A única peça com alguma construção mais dedicada é Tez, embora não fuja da caricatura, elaborada como todos os outros como se fosse retirada de um gerador automático de personagens. Seu rosto é mais marcante, se faz diferenciar do restante porque o diretor se importa minimamente em a filmar com alguma relação entre sua função e os espaços, dar contorno a ela enquanto pessoa, seus desejos, motivações, como sua mente opera e como funciona em relação aos outros em cena, enfim, o básico que é preciso para que o espectador reconheça alguém em um filme e consiga criar um vínculo por menor que seja. Assim é ela que protagoniza as poucas cenas de ação e dá alguma emoção aos movimentos e acontecimentos. Hochhäusler perde boas oportunidades na encenação das lutas no galpão abandonado, até faz acenos interessantes que se perdem ao recorrer a algo mais genérico ou ainda pior, sofre com algumas sequências pessimamente montadas que mais uma vez confundem pela quebra de continuidade. São erros básicos que normalmente eu nem apontaria, irrelevantes na maioria das obras, mas aqui a situação é meio lamentável mesmo.

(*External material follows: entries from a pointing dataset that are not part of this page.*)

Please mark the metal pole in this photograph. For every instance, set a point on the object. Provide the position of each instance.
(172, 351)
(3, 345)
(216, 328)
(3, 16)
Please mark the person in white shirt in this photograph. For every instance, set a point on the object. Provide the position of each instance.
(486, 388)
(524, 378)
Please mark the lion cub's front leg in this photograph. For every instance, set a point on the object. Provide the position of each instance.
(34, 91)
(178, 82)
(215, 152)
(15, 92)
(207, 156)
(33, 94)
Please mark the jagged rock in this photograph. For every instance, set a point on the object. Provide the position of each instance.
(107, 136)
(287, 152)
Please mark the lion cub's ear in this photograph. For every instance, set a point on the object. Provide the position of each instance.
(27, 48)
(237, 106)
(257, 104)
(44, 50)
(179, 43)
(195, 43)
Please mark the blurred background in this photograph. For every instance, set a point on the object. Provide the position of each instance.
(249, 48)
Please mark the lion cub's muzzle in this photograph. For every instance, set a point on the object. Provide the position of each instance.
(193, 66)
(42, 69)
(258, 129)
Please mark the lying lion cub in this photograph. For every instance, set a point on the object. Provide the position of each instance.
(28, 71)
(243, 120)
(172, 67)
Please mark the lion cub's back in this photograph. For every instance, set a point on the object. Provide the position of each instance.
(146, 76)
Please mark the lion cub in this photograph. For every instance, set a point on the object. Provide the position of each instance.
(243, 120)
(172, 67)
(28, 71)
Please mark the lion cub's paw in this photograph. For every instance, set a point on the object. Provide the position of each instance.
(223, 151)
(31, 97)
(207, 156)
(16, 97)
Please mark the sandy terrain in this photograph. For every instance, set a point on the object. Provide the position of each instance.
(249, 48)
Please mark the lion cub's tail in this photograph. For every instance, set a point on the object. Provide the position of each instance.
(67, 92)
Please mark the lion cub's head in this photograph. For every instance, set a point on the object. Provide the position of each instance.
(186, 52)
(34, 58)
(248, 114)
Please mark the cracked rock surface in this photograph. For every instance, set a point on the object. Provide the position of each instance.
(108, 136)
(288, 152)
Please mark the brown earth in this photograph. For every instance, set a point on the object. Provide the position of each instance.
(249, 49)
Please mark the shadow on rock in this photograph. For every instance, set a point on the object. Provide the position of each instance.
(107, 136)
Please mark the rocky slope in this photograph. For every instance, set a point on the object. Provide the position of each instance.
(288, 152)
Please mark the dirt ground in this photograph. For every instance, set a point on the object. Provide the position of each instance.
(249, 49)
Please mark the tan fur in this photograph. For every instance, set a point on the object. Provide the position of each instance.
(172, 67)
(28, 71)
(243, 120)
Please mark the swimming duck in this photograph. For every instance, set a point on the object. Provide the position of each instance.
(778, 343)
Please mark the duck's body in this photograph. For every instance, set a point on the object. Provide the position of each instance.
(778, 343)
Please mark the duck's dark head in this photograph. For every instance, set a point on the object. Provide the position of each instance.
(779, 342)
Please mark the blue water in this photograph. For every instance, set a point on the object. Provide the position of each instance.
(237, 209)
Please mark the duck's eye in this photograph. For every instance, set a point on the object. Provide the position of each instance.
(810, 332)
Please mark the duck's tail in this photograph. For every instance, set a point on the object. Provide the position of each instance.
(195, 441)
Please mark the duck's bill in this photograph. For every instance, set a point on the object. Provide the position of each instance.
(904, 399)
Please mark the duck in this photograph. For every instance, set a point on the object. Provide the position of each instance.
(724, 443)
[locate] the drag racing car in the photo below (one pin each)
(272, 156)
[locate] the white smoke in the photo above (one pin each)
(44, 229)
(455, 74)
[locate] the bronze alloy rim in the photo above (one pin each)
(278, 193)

No entanto, provavelmente o mais frustrante é ver esse filme fazer malabarismo com tantas coisas que não consegue dar conta para chegar a uma conclusão tão esdrúxula. Como assistir a um cachorro correr atrás do próprio rabo, chego ao fim pensando que tudo que acompanhei foi um exercício terrível com uma única intenção e talvez por isso o cineasta tenha tido tão pouco empenho em seus personagens, tramas paralelas e qualquer outra coisa que seja. A confusão mal elaborada faz parte exatamente do que o próprio chefe do crime fez, contratar alguém para passar por esse mesmo emaranhado sem sentido só para chegar ao fim e lhe dar um tiro, já que esse homem está morrendo de uma doença terminal. Não é surpresa então que ele mesmo se mate, tornando tudo isso um desperdício completo tanto para Tez quanto para quem passou quase duas horas assistindo La Mort Viendra. Não fique triste com o spoiler se você está lendo esse texto sem ver o filme, as chances de um dia você chegar até esse longa são poucas e se acontecer, eu posso te poupar alguma irritação já lhe preparando para o pior.